Les dessous d'une séparation éclair
Les raisons de cette rupture brutale sont multiples. Selon des sources proches du dossier, le nouvel exploitant – dont l'identité n'a pas été précisée dans les annonces officielles – a immédiatement souhaité « repositionner le BHV Marais sur son ADN historique », à savoir l'équipement de la maison, le bricolage, le mobilier design et le prêt-à-porter chic. L'espace occupé par Shein, jugé incompatible avec cette stratégie, devra être réaffecté à d'autres usages.
Sur le plan financier, le partenariat n'aurait pas non plus apporté les retombées escomptées. La fréquentation du pop-up store, bien que réelle, n'a pas suffi à compenser la dégradation de l'image de marque du BHV, accusé par de nombreuses associations et consommateurs de cautionner un modèle économique contesté. Les appels au boycott se sont multipliés sur les réseaux sociaux, tandis que des collectifs de salariés et d'actionnaires ont exprimé leurs réserves.
Le contexte réglementaire a également joué en faveur de cette séparation. Les législateurs français et européens s'attaquent de plus en plus aux pratiques de la fast-fashion, notamment via des propositions de loi visant à interdire la publicité pour les marques produisant en volumes excessifs, ou à instaurer une écotaxe dissuasive. Shein, en tant que figure de proue du secteur, se trouvait sous les feux des projecteurs.
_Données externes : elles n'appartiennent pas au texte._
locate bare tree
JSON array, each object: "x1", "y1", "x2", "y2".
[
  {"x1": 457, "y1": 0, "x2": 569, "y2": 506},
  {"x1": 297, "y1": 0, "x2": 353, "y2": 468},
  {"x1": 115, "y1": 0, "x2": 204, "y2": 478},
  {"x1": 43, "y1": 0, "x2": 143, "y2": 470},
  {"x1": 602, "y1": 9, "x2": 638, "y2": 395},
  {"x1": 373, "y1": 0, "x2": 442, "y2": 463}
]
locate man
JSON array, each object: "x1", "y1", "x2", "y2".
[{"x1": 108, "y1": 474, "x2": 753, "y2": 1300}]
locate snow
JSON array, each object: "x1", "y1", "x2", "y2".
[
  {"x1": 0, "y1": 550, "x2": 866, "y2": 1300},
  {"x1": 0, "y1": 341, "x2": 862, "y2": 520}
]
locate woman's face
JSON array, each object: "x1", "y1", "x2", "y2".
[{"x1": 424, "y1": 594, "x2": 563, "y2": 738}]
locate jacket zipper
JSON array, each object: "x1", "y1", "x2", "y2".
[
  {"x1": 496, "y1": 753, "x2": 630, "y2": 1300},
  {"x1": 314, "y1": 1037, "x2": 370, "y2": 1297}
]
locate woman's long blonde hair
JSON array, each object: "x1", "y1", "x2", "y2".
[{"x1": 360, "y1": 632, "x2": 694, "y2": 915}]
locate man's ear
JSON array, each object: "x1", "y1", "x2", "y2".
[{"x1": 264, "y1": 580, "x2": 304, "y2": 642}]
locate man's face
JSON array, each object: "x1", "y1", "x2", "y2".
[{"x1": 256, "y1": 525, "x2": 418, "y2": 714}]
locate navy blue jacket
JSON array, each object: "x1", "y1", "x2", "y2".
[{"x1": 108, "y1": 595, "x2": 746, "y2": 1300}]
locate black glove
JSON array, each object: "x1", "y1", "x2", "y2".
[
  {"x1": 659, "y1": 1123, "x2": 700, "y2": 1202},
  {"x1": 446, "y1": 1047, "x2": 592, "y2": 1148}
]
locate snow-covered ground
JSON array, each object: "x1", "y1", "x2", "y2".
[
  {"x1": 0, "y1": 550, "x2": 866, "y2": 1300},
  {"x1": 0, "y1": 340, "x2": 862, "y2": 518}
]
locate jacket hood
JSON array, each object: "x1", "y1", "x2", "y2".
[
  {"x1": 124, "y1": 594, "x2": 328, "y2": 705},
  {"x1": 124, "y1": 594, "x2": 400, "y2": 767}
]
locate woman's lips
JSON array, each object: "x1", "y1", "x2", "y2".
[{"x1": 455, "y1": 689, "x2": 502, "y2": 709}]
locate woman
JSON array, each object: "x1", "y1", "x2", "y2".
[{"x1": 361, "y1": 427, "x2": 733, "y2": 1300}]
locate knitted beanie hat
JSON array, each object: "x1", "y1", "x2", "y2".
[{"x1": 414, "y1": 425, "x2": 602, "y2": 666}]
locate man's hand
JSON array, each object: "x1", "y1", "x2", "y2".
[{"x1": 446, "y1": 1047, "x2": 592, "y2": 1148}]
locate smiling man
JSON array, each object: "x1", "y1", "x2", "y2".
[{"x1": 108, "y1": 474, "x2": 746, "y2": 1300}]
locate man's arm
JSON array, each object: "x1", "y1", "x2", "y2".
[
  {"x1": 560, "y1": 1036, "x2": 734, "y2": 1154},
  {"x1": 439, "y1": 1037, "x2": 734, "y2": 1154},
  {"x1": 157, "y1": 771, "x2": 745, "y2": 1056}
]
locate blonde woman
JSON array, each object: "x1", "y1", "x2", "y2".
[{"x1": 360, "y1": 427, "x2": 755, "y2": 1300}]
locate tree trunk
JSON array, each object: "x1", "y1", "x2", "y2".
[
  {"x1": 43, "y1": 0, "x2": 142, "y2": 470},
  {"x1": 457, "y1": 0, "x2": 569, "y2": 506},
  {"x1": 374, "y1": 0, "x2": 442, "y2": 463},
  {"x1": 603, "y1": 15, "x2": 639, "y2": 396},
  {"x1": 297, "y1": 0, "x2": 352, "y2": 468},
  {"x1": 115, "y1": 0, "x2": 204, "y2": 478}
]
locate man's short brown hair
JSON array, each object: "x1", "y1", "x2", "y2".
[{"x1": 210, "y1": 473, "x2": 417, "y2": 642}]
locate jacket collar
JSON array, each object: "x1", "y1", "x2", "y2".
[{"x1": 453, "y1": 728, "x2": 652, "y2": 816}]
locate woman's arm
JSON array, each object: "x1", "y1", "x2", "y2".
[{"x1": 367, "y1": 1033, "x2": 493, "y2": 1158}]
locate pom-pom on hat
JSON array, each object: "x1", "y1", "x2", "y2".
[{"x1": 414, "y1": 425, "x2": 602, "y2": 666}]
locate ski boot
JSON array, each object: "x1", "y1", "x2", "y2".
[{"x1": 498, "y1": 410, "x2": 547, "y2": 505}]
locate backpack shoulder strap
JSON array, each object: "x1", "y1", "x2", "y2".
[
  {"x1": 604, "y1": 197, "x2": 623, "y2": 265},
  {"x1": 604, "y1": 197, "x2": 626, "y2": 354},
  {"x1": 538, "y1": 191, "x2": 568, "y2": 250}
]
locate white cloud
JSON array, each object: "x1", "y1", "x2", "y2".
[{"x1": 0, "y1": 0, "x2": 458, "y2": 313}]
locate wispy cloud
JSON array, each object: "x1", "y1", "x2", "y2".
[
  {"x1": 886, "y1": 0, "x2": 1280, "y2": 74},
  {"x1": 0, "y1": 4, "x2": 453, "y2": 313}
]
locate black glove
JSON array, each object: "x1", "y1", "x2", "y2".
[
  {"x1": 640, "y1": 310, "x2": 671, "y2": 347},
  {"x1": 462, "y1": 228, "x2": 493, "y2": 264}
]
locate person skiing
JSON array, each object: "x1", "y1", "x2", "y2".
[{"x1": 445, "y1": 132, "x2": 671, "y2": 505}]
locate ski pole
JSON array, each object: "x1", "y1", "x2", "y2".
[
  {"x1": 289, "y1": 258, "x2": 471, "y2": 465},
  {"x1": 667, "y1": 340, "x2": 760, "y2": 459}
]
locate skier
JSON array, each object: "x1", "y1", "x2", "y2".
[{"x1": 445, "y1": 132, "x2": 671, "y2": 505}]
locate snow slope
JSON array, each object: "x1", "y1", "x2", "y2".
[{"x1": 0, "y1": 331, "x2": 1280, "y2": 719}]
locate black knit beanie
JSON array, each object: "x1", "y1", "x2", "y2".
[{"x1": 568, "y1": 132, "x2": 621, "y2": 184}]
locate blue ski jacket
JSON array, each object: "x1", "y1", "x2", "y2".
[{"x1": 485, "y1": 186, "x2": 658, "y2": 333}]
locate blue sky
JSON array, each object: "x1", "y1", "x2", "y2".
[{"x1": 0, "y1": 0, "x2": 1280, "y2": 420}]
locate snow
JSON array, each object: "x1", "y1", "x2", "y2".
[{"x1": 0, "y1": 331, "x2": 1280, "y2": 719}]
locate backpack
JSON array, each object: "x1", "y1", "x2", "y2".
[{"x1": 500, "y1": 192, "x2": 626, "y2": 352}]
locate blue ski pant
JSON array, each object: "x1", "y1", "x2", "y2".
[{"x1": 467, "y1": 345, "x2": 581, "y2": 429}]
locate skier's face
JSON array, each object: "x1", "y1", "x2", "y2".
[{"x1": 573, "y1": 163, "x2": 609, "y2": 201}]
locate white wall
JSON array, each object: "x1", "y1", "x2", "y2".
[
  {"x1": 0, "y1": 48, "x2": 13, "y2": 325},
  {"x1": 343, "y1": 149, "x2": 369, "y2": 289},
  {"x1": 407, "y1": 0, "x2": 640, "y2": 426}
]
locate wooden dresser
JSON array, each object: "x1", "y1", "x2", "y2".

Le nouvel exploitant a préféré couper les ponts avant que la polémique ne nuise davantage à la réputation du magasin.
Un précédent dans le paysage commercial parisien
Cette annulation marque un tournant dans la stratégie des grands magasins parisiens. Si certains avaient encore des velléités de modernisation en ouvrant leurs portes aux pure players, le cas du BHV Marais démontre que la greffe ne prend pas toujours. D'autres enseignes emblématiques, comme les Galeries Lafayette ou le Printemps, avaient déjà exprimé des réserves quant à l'accueil de marques « très bas coût » dans leurs murs, craignant une dilution de leur image.
Pour Shein, ce retrait forcé n'est qu'un contretemps dans sa course à l'expansion physique. La société possède déjà des boutiques éphémères ou des corners dans plusieurs capitales européennes et américaines, mais l'épisode parisien révèle que le chemin vers une implantation durable dans le luxe et le haut de gamme est semé d'embûches.
Vers un nouveau chapitre pour le BHV Marais
Avec ce changement de cap, le BHV Marais espère renouer avec une clientèle fidèle, attachée à l'image du grand magasin de quartier. Le nouvel exploitant a promis de « redonner vie à des espaces d'exception », en misant sur l'artisanat d'art, le design français et une sélection pointue de produits déco. L'avenir dira si cette stratégie permettra de digérer l'épisode Shein, et de relancer un lieu qui, comme tous les grands magasins parisiens, cherche sa place dans un commerce en pleine mutation.